There is no such thing as a non-believer who communicates. To communicate we use symbolic interaction that only works if we agree to believe we have the same meanings for those symbols--the same construction of social reality. We have a faith so deep we do not recognize it. It is base of our world. It is sacrosanct and beyond question.

None of us is able to think our way out of this social order. We only have a vocabulary of socially constructed symbols. So, in the end, we are not left in two groups, believers and non-believers, we are all in one mass of humanity, formed by the intricate and every changing interplay of billions of individual consciousnesses--all believing their world is the correct religious version of reality and therefore God. We have to believe Society is God and our version of that is the correct religious interpretation of Society/God. Nature is as nature does.

Posted by: Jay Saul at November 6, 2006 10:32 AM

Dawkins displays a quite incredible lack of academic rigour. While you are wise to spot one nuance to one christian position, be careful you dont follow his footsteps into the same sweeping statements.

"the only one of the traditional arguments for God that is widely used today is the teleological argument"
FALSE. Even so, Dawkins is simply repeating Bertrand Russell's line in "why i am not a christian". Russell rejected this argument because 'there is no reason why the universe should have had a beginning'. Modern Insights tell us otherwise.

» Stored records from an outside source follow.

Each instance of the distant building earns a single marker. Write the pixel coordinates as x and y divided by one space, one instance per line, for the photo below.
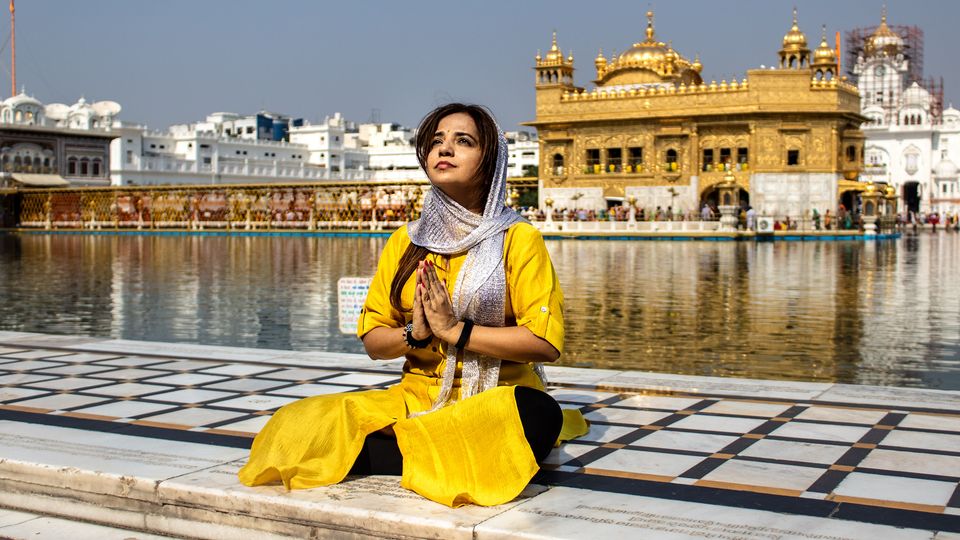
524 151
912 143
652 130
72 146
55 145
228 148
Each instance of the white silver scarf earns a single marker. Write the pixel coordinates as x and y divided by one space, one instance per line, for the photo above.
447 228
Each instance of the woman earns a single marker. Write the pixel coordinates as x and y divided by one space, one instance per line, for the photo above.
468 295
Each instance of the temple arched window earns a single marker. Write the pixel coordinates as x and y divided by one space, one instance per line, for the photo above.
793 157
671 158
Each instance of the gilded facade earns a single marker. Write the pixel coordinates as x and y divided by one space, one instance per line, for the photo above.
652 129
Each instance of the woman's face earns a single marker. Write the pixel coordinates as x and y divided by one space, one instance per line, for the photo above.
455 156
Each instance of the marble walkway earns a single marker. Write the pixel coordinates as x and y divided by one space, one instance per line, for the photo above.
106 434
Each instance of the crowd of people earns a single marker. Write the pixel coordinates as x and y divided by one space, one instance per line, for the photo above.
813 219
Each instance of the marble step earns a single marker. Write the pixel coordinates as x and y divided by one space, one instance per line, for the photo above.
190 490
27 526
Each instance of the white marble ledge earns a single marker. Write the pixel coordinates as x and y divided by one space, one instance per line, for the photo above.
37 457
23 526
665 382
893 396
373 505
563 513
214 353
182 350
38 341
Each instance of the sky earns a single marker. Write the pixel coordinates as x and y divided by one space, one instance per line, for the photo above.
175 61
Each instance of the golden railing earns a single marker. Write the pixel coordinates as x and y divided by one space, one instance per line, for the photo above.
370 205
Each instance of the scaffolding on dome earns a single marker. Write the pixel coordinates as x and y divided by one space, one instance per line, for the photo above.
912 37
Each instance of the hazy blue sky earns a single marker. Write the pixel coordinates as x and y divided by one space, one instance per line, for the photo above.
173 61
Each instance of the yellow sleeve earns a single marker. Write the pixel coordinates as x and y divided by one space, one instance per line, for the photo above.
535 293
377 310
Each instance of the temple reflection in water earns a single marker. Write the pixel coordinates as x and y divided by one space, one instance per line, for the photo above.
866 312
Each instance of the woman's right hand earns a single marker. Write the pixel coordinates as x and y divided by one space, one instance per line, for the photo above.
421 328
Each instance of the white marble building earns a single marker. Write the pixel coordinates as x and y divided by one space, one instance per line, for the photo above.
56 144
910 144
225 148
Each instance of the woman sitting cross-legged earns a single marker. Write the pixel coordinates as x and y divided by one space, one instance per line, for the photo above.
468 294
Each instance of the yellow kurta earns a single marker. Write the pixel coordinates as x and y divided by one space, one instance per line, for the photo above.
473 451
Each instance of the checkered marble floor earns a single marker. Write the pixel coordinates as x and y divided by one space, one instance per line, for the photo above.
866 454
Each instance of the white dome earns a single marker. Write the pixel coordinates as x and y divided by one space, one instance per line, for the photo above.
951 114
21 99
916 96
945 169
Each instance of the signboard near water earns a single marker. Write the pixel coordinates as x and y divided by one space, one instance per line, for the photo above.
351 293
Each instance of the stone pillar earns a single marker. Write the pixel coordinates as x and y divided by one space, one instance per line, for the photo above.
890 198
728 197
870 199
548 222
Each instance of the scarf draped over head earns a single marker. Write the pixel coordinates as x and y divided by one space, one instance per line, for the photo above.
447 228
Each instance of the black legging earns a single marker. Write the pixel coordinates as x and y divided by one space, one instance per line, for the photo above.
539 413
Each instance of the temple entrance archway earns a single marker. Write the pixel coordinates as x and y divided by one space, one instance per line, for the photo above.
711 197
911 196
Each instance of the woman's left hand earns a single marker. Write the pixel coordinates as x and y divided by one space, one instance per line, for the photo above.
436 303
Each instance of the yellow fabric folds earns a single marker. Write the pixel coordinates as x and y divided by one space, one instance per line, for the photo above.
314 442
472 451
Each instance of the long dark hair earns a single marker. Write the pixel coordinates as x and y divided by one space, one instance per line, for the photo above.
489 138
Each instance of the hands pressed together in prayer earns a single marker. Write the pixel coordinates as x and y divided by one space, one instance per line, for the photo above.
433 316
432 307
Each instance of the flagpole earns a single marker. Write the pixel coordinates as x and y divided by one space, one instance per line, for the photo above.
13 51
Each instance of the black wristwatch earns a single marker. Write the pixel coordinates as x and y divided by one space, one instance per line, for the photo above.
412 342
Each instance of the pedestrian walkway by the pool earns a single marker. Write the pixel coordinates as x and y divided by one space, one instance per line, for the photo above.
149 436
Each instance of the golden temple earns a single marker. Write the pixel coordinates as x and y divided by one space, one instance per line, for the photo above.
653 131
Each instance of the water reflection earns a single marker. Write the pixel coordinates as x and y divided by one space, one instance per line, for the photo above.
873 313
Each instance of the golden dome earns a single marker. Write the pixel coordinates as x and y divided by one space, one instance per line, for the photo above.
554 54
824 55
600 61
649 61
794 40
883 41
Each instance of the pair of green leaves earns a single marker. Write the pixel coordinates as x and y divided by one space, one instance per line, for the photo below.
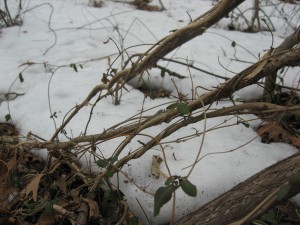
74 66
164 194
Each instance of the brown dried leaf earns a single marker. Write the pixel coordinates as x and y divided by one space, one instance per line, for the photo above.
46 219
93 208
155 168
33 186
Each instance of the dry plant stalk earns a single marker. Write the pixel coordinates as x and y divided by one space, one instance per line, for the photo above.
267 65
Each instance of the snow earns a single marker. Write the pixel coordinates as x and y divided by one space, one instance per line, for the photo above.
60 32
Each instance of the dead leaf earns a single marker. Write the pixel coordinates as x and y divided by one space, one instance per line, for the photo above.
46 219
33 186
155 168
93 208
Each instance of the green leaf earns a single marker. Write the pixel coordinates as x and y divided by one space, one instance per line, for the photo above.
169 181
172 106
7 117
108 194
21 78
281 71
110 173
162 196
163 73
113 159
246 124
283 192
295 178
74 67
102 163
188 187
182 108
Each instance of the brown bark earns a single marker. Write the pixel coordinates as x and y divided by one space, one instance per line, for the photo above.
159 50
243 198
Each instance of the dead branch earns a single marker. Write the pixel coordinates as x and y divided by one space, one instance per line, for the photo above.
159 50
243 198
287 44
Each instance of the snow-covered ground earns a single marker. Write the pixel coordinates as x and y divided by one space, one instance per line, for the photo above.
58 33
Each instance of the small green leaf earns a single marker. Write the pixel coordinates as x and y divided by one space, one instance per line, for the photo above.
188 187
246 124
110 173
283 192
281 71
183 108
163 73
162 196
108 194
7 117
102 163
21 78
161 111
172 106
49 206
295 178
74 67
114 71
113 159
169 181
29 206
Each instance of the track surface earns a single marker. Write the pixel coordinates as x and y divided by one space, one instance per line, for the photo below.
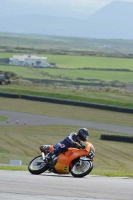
32 119
16 185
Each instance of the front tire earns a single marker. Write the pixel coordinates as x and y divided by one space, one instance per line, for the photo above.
37 165
82 170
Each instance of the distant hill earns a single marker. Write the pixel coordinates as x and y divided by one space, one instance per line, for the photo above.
112 21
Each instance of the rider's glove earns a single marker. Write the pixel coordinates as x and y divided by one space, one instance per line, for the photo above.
76 144
91 154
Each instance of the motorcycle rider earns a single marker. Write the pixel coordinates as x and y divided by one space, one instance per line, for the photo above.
72 140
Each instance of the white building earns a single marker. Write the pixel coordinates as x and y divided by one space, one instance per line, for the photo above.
29 60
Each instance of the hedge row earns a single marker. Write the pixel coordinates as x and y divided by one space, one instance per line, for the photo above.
117 138
67 102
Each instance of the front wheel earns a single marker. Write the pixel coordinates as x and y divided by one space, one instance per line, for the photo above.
82 169
37 165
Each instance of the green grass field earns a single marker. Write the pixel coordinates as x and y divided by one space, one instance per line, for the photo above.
22 142
82 61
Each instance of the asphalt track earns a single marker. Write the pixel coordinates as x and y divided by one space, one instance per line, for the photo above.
15 185
32 119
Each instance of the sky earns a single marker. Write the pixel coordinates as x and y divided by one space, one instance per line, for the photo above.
80 8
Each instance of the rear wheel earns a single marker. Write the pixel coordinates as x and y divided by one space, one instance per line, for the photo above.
80 170
37 165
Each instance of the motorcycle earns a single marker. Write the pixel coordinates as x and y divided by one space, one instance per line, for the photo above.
75 161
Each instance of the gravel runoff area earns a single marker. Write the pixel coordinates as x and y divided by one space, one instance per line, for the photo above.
20 119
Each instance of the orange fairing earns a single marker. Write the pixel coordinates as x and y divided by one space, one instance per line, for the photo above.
64 160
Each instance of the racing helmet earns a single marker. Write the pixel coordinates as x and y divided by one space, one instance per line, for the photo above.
83 134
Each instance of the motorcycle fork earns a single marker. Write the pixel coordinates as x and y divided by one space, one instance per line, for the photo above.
43 155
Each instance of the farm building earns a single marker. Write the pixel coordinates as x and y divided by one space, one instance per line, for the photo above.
29 60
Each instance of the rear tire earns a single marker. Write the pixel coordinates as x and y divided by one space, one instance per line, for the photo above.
37 165
82 170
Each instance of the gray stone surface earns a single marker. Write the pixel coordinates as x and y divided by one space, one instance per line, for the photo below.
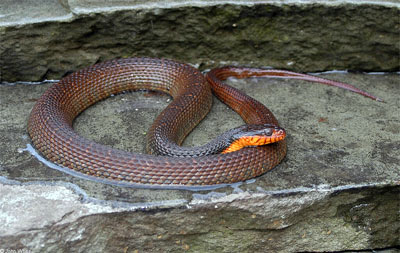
44 41
337 189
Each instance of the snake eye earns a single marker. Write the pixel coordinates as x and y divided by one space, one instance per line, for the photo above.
268 132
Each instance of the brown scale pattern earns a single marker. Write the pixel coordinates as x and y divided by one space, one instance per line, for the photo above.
50 126
50 123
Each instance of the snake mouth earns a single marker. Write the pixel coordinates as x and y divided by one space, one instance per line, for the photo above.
274 135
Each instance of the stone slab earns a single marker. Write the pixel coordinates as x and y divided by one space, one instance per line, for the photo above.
338 188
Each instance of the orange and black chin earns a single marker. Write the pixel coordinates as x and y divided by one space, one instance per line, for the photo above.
260 135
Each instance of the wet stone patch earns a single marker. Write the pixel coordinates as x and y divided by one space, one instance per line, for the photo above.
338 185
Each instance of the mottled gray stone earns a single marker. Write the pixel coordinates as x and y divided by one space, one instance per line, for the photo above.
337 189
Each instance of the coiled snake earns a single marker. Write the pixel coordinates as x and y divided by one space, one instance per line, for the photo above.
50 123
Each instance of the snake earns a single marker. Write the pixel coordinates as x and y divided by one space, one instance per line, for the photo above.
234 156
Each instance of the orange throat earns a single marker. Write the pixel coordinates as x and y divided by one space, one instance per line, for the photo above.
251 141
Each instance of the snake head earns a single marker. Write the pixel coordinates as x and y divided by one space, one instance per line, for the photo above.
255 135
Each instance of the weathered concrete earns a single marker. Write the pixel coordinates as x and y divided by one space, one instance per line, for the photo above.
44 41
338 189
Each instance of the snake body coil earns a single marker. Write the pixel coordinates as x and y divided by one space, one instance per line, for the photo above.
50 124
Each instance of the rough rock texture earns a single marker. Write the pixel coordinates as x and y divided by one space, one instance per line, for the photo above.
303 37
338 189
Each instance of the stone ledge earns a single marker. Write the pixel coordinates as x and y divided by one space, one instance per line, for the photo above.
336 190
298 35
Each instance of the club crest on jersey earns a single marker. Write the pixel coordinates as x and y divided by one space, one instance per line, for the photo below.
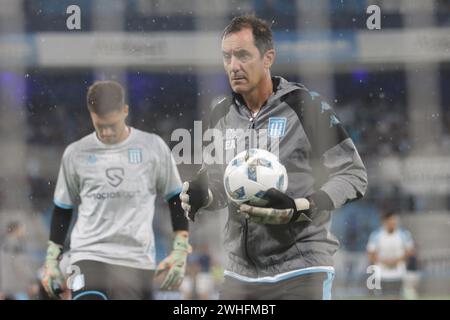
135 155
277 127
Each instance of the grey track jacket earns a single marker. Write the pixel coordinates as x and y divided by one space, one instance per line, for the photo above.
320 158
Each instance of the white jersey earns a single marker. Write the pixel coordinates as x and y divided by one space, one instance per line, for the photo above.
390 246
114 188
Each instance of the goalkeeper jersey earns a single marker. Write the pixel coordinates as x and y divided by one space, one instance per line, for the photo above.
114 188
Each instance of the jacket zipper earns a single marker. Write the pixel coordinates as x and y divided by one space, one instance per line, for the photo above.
251 126
246 246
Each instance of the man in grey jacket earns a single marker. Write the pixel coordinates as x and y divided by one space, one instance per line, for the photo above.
284 250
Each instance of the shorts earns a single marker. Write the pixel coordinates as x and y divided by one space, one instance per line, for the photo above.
102 281
311 286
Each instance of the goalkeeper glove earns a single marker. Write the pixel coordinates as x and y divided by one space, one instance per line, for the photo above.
175 263
53 280
280 209
195 194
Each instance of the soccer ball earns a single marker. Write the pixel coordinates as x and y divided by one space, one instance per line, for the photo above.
251 173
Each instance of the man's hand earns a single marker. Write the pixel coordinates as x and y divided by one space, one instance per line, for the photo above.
175 263
195 194
53 280
280 209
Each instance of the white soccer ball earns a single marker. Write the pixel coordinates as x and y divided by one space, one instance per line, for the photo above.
251 173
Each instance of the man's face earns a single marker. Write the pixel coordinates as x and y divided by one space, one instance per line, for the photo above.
110 128
243 63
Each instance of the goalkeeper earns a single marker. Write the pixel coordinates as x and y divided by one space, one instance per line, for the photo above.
285 250
113 176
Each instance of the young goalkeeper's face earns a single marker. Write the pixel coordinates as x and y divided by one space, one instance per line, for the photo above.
245 66
111 127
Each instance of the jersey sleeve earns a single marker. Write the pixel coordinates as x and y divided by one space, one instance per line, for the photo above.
67 190
169 182
343 174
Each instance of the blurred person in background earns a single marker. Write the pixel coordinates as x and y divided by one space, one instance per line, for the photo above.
284 250
389 248
14 260
113 176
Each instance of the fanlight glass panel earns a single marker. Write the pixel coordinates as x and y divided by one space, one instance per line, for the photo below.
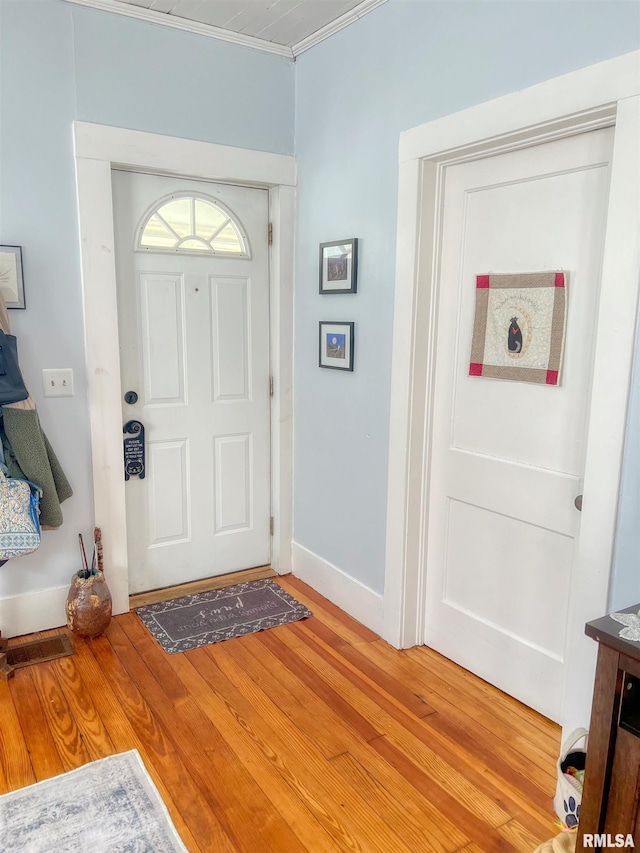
195 226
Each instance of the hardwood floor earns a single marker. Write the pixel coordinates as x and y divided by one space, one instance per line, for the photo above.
315 736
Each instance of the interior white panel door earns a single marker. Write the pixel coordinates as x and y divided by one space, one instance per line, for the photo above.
194 346
501 527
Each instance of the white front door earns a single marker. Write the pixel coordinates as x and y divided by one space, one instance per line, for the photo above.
507 457
193 316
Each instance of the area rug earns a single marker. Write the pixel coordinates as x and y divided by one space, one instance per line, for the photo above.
209 617
107 806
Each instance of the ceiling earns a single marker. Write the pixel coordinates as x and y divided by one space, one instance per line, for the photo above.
286 27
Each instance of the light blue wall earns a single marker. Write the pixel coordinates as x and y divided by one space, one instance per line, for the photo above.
407 62
58 63
133 74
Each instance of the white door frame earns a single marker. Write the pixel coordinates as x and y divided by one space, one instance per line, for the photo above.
98 148
607 94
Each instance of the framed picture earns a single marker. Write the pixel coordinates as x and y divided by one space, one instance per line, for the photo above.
11 283
336 345
339 266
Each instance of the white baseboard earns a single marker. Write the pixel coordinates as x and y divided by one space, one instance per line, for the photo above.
34 611
353 597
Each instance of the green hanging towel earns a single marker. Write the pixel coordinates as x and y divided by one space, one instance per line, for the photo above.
33 458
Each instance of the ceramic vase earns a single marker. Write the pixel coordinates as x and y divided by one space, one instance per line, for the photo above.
88 605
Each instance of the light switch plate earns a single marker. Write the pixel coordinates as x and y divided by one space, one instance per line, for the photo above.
57 382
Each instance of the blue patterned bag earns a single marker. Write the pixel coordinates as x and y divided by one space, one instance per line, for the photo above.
19 517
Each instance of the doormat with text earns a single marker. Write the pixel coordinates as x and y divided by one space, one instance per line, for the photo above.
222 614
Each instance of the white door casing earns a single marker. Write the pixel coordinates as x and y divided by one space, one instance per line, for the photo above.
599 96
97 149
507 456
194 347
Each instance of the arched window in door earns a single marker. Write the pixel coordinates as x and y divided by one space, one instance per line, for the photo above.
192 224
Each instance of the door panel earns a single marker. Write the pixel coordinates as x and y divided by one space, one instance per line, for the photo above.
229 322
194 344
507 457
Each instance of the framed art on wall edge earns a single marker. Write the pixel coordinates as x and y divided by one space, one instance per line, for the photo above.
11 281
339 266
336 342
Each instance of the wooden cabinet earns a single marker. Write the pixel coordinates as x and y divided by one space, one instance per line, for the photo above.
611 799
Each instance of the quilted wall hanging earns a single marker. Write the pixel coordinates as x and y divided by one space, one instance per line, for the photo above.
519 327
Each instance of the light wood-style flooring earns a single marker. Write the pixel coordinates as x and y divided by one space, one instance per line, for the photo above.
315 736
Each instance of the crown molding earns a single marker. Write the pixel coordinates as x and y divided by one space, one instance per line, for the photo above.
177 23
337 25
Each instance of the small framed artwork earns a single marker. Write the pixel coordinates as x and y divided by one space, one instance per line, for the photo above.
339 266
336 345
11 282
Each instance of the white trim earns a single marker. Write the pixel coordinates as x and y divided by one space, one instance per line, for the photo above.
604 94
150 152
177 23
557 100
211 31
350 595
33 611
97 149
340 23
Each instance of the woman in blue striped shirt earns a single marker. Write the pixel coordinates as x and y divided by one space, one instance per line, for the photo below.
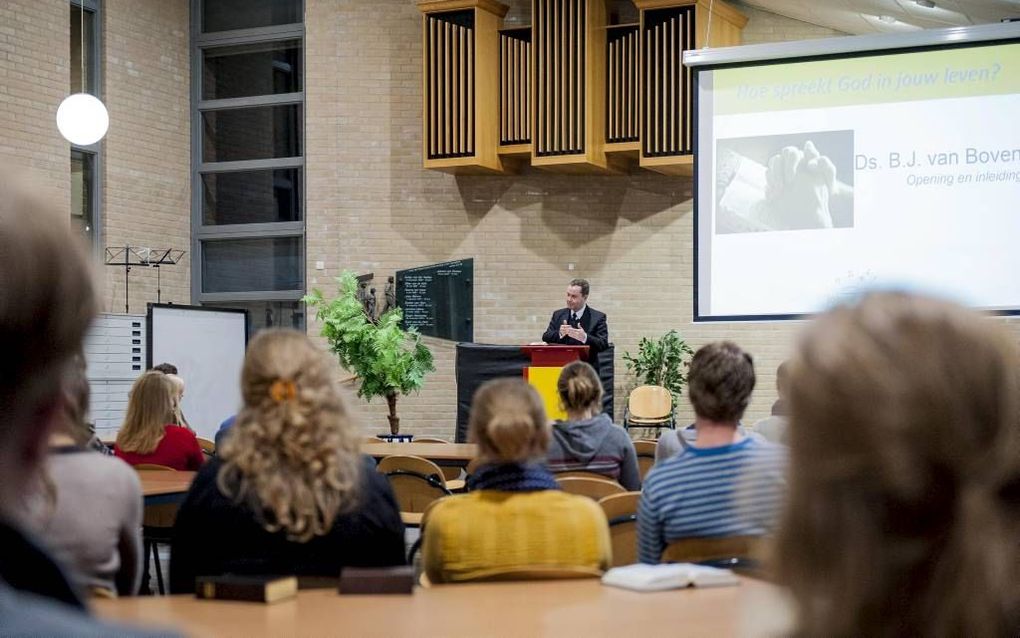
723 484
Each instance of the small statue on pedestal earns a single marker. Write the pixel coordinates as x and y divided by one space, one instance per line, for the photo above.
390 295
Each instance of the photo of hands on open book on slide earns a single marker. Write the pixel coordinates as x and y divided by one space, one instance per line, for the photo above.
784 182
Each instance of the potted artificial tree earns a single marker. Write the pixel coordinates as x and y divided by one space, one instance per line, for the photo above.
661 361
387 359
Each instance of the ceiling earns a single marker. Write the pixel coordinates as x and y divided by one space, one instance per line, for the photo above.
869 16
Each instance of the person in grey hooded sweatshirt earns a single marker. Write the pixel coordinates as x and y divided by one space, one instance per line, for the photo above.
588 439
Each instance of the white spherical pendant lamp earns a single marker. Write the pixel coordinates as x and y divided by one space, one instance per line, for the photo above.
83 119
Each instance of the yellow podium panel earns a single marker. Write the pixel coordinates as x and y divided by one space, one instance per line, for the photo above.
544 380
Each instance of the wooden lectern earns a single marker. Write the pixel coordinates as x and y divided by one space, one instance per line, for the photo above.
544 373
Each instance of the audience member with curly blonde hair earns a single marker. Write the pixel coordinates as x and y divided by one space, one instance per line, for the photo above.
149 435
515 523
289 492
904 509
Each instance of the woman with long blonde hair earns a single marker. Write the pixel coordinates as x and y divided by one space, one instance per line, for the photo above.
289 492
91 516
149 435
904 508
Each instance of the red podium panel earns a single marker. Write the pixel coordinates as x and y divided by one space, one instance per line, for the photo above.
554 355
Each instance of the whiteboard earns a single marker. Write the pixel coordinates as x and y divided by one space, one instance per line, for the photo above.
207 345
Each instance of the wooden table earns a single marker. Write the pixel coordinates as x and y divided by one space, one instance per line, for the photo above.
523 608
442 453
161 487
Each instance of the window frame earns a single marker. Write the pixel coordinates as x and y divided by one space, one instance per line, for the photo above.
95 151
202 232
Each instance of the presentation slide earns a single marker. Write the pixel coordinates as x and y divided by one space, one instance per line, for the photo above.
817 180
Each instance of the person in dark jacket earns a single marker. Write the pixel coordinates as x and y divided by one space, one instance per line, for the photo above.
289 493
588 439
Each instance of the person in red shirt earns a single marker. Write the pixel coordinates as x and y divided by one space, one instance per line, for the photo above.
148 434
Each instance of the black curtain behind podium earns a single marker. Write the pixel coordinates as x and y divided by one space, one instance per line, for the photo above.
477 362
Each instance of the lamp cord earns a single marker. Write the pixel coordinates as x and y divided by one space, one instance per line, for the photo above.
708 29
82 42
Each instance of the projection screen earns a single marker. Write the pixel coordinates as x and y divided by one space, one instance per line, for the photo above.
830 166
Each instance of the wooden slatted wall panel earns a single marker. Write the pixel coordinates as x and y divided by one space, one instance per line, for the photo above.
515 87
666 117
621 85
559 33
450 86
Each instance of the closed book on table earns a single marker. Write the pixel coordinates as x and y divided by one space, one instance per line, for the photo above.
393 580
252 588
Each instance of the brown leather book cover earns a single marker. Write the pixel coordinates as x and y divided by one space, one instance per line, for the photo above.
252 588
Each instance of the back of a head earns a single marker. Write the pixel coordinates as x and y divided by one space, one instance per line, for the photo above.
579 387
46 305
75 401
905 448
150 408
720 380
166 369
508 422
294 451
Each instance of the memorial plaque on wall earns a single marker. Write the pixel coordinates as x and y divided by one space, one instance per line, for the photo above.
439 299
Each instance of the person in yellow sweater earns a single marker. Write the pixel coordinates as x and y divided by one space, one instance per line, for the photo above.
515 522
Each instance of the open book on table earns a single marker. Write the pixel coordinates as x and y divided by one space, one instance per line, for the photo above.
667 576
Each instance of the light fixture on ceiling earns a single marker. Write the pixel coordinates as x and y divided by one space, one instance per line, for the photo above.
82 117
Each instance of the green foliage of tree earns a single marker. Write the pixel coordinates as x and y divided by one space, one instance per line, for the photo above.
388 359
662 361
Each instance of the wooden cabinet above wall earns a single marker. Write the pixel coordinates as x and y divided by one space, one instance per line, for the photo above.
668 28
569 93
460 93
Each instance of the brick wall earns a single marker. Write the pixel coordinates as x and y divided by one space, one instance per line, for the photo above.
34 79
371 207
146 188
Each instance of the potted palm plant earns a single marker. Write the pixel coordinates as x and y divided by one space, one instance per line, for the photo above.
388 360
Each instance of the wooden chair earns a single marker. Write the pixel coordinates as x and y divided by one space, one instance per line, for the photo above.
208 447
583 474
452 475
472 465
522 573
416 482
646 455
157 528
153 467
650 406
714 549
593 488
621 511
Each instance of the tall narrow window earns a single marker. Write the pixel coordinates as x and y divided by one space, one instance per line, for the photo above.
248 228
85 160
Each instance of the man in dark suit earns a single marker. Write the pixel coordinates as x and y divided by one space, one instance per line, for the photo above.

Try William Lane Craig (http://www.bethinking.org/download.php?MediaID=46)

"It is the familiar 'watchmaker' argument"
FALSE. Dawkins seems entirely unaware or unwilling to deal with the academic community, in Oxford and Cambridge for instance, whose arguments simply do not correspond to the watchmaker. When he has such outstanding scholars as Alister McGrath on his doorstep, why does he insist on dealing with the most naive of his "opposition", mainly from 3000+ miles across the atlantic?

"the scientific education of most british & american students omits all mention of Darwinism"
I've never heard such a ridiculous generalisation.

"The entire argument is a logical non-starter, as David Hume realized before Darwin"
If he wants to rehash Humean arguments, let him. Even back in my 1st year philosophy class we could all see the fallacies in Hume on Miracles. Come on Dawkins, catch up.

I wont even start on his assumptions (from where?) about the simplicity of God...suffice to say that in doing all this he sets up a very narrow straw man. You would do VERY well to engage with Alister McGrath's book, "Dawkins' God"
http://www.amazon.co.uk/Dawkins-God-Alister-E-McGrath/dp/1405125381/sr=8-2/qid=1163544427/ref=pd_ka_2/203-5315448-4695934?ie=UTF8&s=books

or Read or listen to McGrath's 2004 lecture on Dawkins posted at: http://www.st-edmunds.cam.ac.uk/faraday/CIS/mcgrath/
or his open forum response to the God Delusion at http://www.citychurchsf.org/openforum/Audio/OF_Alister_McGrath.mp3
Or John Polkinghorne, professor of Quantum at Cambridge, or Alvin Plantinga, or Michael Ruse (Florida), or Richard Swineburne (Oxford), or Denis Alexander (Cambridge)...all 1st class scholars who Dawkins simply cannot understand, because his materialistic paradigm cannot be questioned. So Stephen Jay Gould & others are a real enigma for him, and he has to irresponsably dismiss them as living a lie! Perhaps, just perhaps, his paradigm isnt so self-evident.

Posted by: Chris Oldfield at November 14, 2006 6:02 PM

incidentally, McGrath has a short review of Daniel Dennett's book (I personally have a lot more time for Dennett than Dawkins) "Breaking the Spell", delivered at the Royal Society for the Arts in March 2006.